The choice of mathematics, and especially geometry, seems quite significant, given that the basic elements of geometry—space, quantity, shape, the interplay of structure—are some of the most basic elements of philosophical discussion. What is often forgotten about Socrates’ experiment with the slave is the emphasis that is placed on his (the slave’s) being brought from certainty to uncertainty.
While the slave does solve part of the problem, the example concludes with his failure to figure something out. However, he now recognizes the problem before him as a problem, and this—both Socrates and Meno agree—is an improvement. Manifestly, this is an oblique justification of the Socratic method and a defense against a common criticism Socrates is faced with across the platonic dialogues; that he tends to obscure what we previously found clear. Ignorance often suggests the appearance of clarity, but our highest aspiration should be to understand how things really are, not how it is comforting for them to be.
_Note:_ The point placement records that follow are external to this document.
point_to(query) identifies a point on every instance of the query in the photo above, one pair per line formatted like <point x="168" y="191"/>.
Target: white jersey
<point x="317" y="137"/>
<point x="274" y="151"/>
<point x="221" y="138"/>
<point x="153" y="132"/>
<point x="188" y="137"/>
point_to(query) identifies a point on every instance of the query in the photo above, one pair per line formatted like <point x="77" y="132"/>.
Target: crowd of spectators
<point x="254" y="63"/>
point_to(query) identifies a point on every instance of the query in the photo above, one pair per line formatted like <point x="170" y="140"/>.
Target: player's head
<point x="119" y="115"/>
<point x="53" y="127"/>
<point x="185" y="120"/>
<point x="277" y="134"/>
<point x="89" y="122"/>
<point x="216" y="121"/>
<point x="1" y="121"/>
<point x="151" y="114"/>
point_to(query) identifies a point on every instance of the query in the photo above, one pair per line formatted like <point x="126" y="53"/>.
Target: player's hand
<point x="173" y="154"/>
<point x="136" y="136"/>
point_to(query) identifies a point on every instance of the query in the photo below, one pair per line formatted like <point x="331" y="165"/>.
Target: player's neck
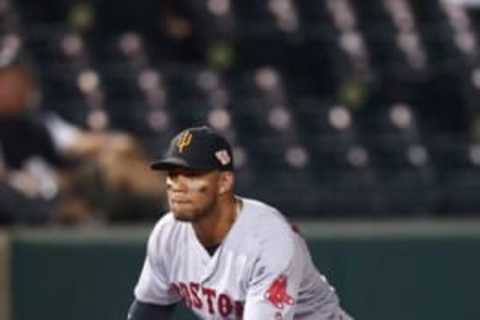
<point x="214" y="227"/>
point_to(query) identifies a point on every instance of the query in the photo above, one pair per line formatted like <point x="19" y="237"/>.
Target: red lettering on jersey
<point x="210" y="293"/>
<point x="224" y="305"/>
<point x="194" y="287"/>
<point x="277" y="293"/>
<point x="174" y="287"/>
<point x="185" y="294"/>
<point x="239" y="309"/>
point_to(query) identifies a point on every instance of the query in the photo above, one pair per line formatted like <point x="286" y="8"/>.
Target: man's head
<point x="199" y="165"/>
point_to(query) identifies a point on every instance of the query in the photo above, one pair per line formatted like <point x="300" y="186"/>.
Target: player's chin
<point x="185" y="217"/>
<point x="182" y="214"/>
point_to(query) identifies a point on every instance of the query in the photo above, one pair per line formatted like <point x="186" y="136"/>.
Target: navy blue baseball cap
<point x="197" y="148"/>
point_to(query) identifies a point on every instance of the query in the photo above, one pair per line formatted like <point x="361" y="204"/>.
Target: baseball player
<point x="224" y="256"/>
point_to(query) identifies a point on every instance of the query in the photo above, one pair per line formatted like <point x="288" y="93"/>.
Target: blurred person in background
<point x="54" y="172"/>
<point x="28" y="179"/>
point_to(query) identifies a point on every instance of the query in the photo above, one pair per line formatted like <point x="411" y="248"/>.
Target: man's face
<point x="192" y="194"/>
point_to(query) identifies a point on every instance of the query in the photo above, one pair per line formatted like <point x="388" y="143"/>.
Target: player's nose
<point x="176" y="183"/>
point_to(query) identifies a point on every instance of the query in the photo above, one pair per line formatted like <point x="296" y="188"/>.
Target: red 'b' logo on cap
<point x="277" y="293"/>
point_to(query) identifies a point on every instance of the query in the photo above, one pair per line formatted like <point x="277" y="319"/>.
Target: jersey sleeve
<point x="153" y="285"/>
<point x="275" y="279"/>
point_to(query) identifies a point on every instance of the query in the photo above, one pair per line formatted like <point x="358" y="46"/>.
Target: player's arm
<point x="147" y="311"/>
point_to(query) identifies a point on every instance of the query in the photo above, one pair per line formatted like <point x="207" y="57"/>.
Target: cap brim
<point x="169" y="163"/>
<point x="173" y="163"/>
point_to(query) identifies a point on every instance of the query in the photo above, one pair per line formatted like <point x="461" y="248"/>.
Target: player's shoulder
<point x="266" y="221"/>
<point x="165" y="230"/>
<point x="267" y="233"/>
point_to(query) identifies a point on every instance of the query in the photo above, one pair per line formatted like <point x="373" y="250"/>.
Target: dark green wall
<point x="379" y="275"/>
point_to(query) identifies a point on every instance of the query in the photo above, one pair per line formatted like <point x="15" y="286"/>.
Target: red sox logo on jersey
<point x="277" y="293"/>
<point x="198" y="297"/>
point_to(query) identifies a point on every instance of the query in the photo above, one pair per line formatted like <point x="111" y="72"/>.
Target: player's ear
<point x="226" y="182"/>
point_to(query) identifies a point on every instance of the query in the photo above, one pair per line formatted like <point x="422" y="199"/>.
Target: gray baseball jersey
<point x="262" y="270"/>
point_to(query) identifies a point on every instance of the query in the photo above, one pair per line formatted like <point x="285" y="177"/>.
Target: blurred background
<point x="359" y="119"/>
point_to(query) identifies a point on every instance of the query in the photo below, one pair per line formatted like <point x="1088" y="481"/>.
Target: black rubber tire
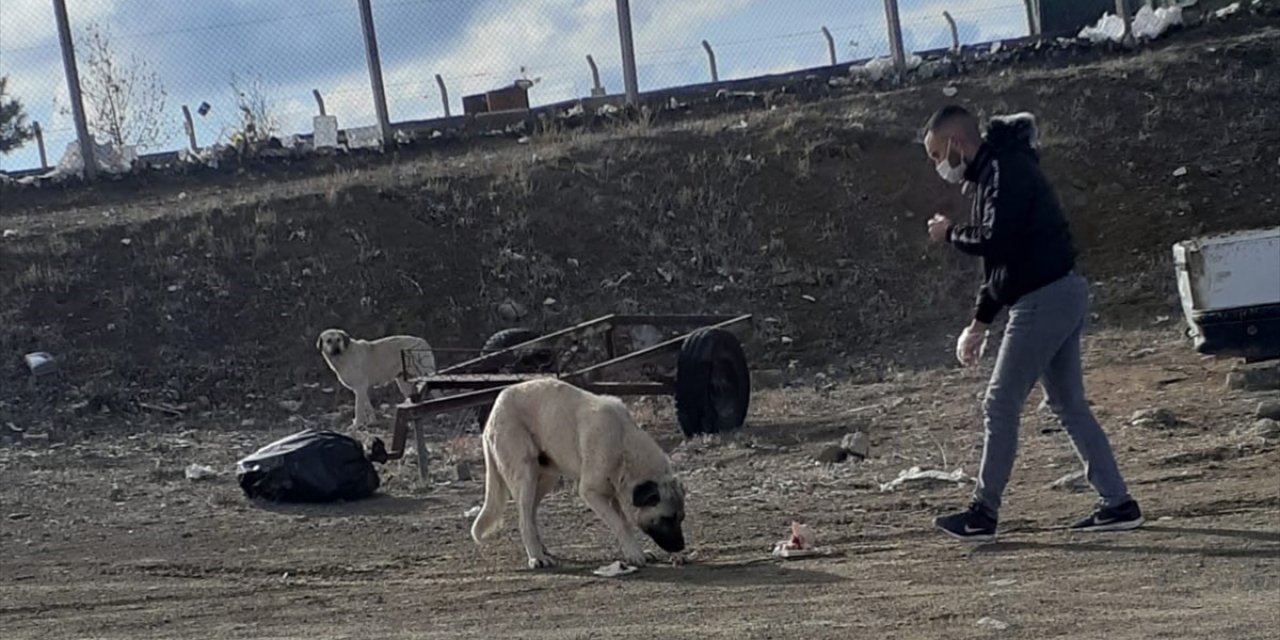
<point x="713" y="384"/>
<point x="499" y="341"/>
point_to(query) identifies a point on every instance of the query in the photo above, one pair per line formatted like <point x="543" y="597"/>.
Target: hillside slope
<point x="808" y="215"/>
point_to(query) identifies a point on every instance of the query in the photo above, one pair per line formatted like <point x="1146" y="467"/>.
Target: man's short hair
<point x="946" y="115"/>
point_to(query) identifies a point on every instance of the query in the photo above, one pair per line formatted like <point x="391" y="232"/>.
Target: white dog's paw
<point x="636" y="557"/>
<point x="542" y="562"/>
Antylus’ Warning to Socrates in the Meno: Taking Philosophy Too Far
When reading philosophy, and particularly philosophy from so long ago, it isn’t always clear what the point is. Surely, one might think, we have better answers to many of the problems posed in these works. Yet in the Meno, we find an instance where a major element of European intellectual and philosophical culture is first given a clear, classical expression.
The point of an intellectual life is to figure out how things are, and this may be disconcerting, confusing, and difficult to establish with much certainty. Understanding this is an essential element of any productive scientific method and of many of the developments that have followed Plato. It is also an approach designed to fuel controversy and upset existing authorities.
Towards the end of the dialogue, Antylus appears and suggests that it is quite easy to define virtue, in light of the fact that there are many men who are deemed to be great by mutual agreement. To this, Socrates replies and asks Antylus whether such men are capable of teaching virtue, and if so, why those fathered by great men so often turn out not to be great themselves.
Having taken Socrates’ mockery poorly, Antylus departs with a warning for Socrates not to speak too harshly, should he find himself in trouble with the authorities—an ominous forewarning of Socrates’ fate and his eventual execution by the Athenian state.